Should drinking age be raised to 21?
Should the pub-drinking age be raised from 18? That question will now be asked following research from the US suggesting that a minimum legal drinking age of 21 may have prevented a 'significant amount' of alcoholism and drug abuse.
The study even puts a figure on it: having a minimum age of 21 instead of 18 reduces alcohol and substance abuse disorders by 15%.
In the study, researchers found that adults living in states that permit the purchase of alcohol before age 21 were more likely to have alcohol and drug problems later on than adults living in states that prohibit people under the age of 21 from buying alcohol.
The researchers of the study, published in an early online edition of Alcoholism: Clinical and Experimental Research, reckon it's 'highly possible' that the higher legal drinking age may help keep a lid on the amount of alcohol consumed before age 21.
'It seems plausible that frequency and intensity of drinking in late adolescence may have long-term effects on adult substance use patterns,' said Dr Karen Norberg, of Washington University in St. Louis.

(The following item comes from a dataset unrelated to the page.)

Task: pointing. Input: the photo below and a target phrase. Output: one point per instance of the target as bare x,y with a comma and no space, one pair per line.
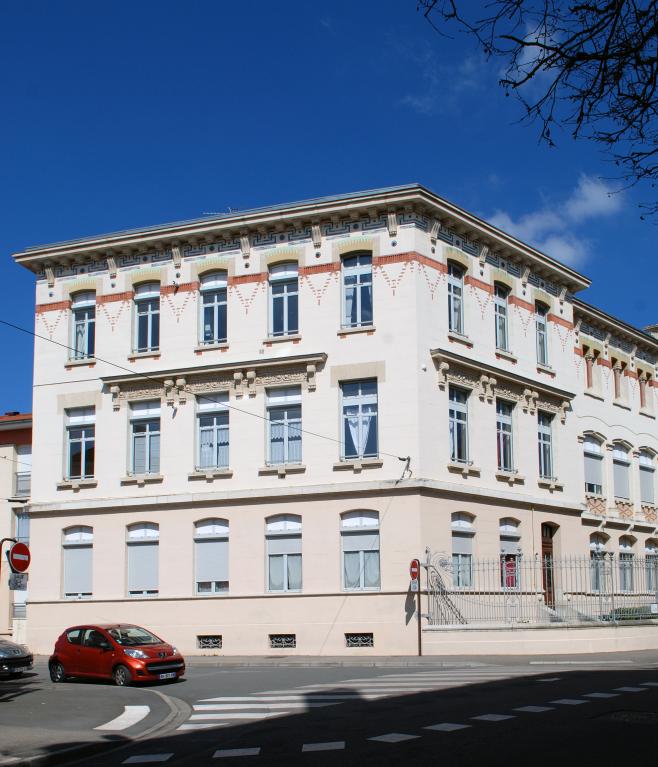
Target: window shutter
77,569
211,560
142,566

It breaks down like this in the States. Although all states now have a minimum drinking age of 21 because of a 1984 federal law, until the mid-1980s, many states allowed people to purchase alcohol at the age of 18.
Norberg and colleagues found differences in rates of alcoholism and drug abuse US adults exposed to different minimum legal drinking age laws. They looked at 33,689 US adults about half of whom (52%) would have been allowed to buy booze before their 21st birthday.
15% reduction in abuse
After adjusting for factors that might skew the results, the researchers found that people who lived in states that permitted buying and drinking alcohol before age 21 were about 30% more likely to have suffered from alcoholism and 70% more likely to have had a drug problem in the past year. This was true even among people in their 40s and 50s. (All told, about 10% of all of the people studied had abused alcohol in the previous year and about 3% had abused marijuana or other illegal drug in the previous year.)
Norberg and colleagues calculate that had the minimum legal drinking age been set at 21 in all states throughout the 1970s and 1980s, the prevalence of alcohol and substance abuse disorders among adults born in the US between 1948 and 1970 would have been nearly 15% lower.
In the UK, one of the hardest-drinking countries in Europe, alcohol-related deaths nearly doubled between 1991 and 2005 - from 6.9 to 12.9 per 100,000 people. Earlier this month, the British Medical Association's called for a ban on drink advertising in the UK.